祈らない。呪わない。オレ様は関わらない。そっと目を閉じる。実況者の声は素通りして、いないはずのチビの緊張した呼吸が耳を掠めた。
「あ、」
道流の声では成否はわからなかった。そっと目を開けると、小さい四角のなかにかすかに安堵を滲ませたチビがいた。
「成功した」
漣と道流が同時に口にした。道流は嬉しそうだったが、漣は思ったよりも心が動かなかった。いるのにいないチビにはあまり心が動かない。らーめん屋のことは嫌いじゃないが、どうにも気が乗らない。
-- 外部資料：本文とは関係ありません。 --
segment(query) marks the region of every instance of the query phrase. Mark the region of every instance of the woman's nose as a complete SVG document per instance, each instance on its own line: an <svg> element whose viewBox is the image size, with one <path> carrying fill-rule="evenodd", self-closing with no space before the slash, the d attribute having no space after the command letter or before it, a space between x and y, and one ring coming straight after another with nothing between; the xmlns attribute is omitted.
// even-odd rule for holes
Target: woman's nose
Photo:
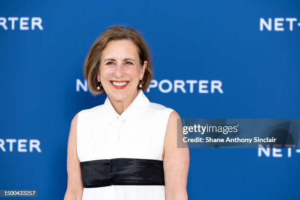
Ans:
<svg viewBox="0 0 300 200"><path fill-rule="evenodd" d="M122 63L117 64L115 68L114 75L117 77L121 77L124 74L124 67Z"/></svg>

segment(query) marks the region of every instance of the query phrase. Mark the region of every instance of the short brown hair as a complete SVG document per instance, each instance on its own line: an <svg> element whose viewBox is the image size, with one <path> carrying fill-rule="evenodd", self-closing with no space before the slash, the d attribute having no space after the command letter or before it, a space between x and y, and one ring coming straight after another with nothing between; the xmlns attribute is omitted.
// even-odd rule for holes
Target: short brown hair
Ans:
<svg viewBox="0 0 300 200"><path fill-rule="evenodd" d="M100 90L97 89L97 73L100 73L98 70L102 50L110 41L122 39L131 40L138 47L142 65L144 65L144 61L148 62L142 80L143 86L140 88L137 86L137 89L145 90L149 86L152 79L152 72L151 54L148 46L136 30L124 25L115 25L109 27L96 39L84 61L83 76L87 82L89 90L93 96L105 93L103 87L101 87Z"/></svg>

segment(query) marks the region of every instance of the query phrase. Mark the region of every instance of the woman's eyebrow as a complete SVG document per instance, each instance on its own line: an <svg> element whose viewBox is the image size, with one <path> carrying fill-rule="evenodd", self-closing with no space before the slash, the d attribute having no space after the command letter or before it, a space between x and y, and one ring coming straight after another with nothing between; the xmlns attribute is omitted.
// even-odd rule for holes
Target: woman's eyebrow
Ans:
<svg viewBox="0 0 300 200"><path fill-rule="evenodd" d="M116 59L115 59L114 58L106 58L104 60L103 60L103 62L105 62L108 60L112 61L115 61ZM134 59L129 58L126 58L123 59L123 61L125 61L125 60L132 60L133 62L135 62L135 60L134 60Z"/></svg>

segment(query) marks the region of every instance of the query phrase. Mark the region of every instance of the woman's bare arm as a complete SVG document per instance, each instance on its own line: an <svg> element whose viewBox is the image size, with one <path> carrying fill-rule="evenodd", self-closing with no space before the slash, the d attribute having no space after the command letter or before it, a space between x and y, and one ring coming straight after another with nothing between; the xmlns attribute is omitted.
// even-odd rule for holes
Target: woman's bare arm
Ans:
<svg viewBox="0 0 300 200"><path fill-rule="evenodd" d="M81 178L80 165L77 156L77 117L73 118L71 124L67 156L68 186L64 200L81 200L83 184Z"/></svg>
<svg viewBox="0 0 300 200"><path fill-rule="evenodd" d="M163 163L166 200L188 199L186 186L190 154L187 146L185 148L177 148L177 119L179 120L180 119L178 113L175 111L172 112L168 122L164 142ZM182 129L181 123L180 127Z"/></svg>

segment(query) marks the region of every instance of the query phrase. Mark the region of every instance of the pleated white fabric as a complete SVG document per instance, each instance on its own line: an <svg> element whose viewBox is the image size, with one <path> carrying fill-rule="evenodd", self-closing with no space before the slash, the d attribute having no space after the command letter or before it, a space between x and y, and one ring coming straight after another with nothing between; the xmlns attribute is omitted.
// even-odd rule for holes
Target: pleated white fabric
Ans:
<svg viewBox="0 0 300 200"><path fill-rule="evenodd" d="M107 97L103 104L82 110L77 122L80 162L115 158L162 160L165 133L173 109L150 102L142 90L118 114ZM84 188L82 200L164 200L163 185Z"/></svg>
「よし、お祝いに豪勢な夕飯でも作るか! あ、でもこのあと打ち上げとかするだろうしな……味玉とチャーシューでもサービスしてやるか」
「オレ様が食う」
「こらこら、それじゃお祝いにならないだろう」
自分のことのように嬉しそうな道流に対して、漣はぼんやりと残りの道中を眺めていた。遠いとも、近いとも思わなかった。ただ当たり前の事実を初めて目の当たりにして、畳に爪を立てた。
見事ゲームをクリアしたタケルが笑う。俺様にはこんな笑顔を見せないくせに、画面の向こうにいる人間に笑顔を向ける。そこにはオレ様だっているのに。
なにかに成り下がった気分だった。他人にも家族にも恋人にもなりたくないけれど、ファンになるのだけは耐えられなかった。星も月も海も自分のものではないからどうだっていいんだけど、自分のものではないはずの男が手に入らないことが嫌だった。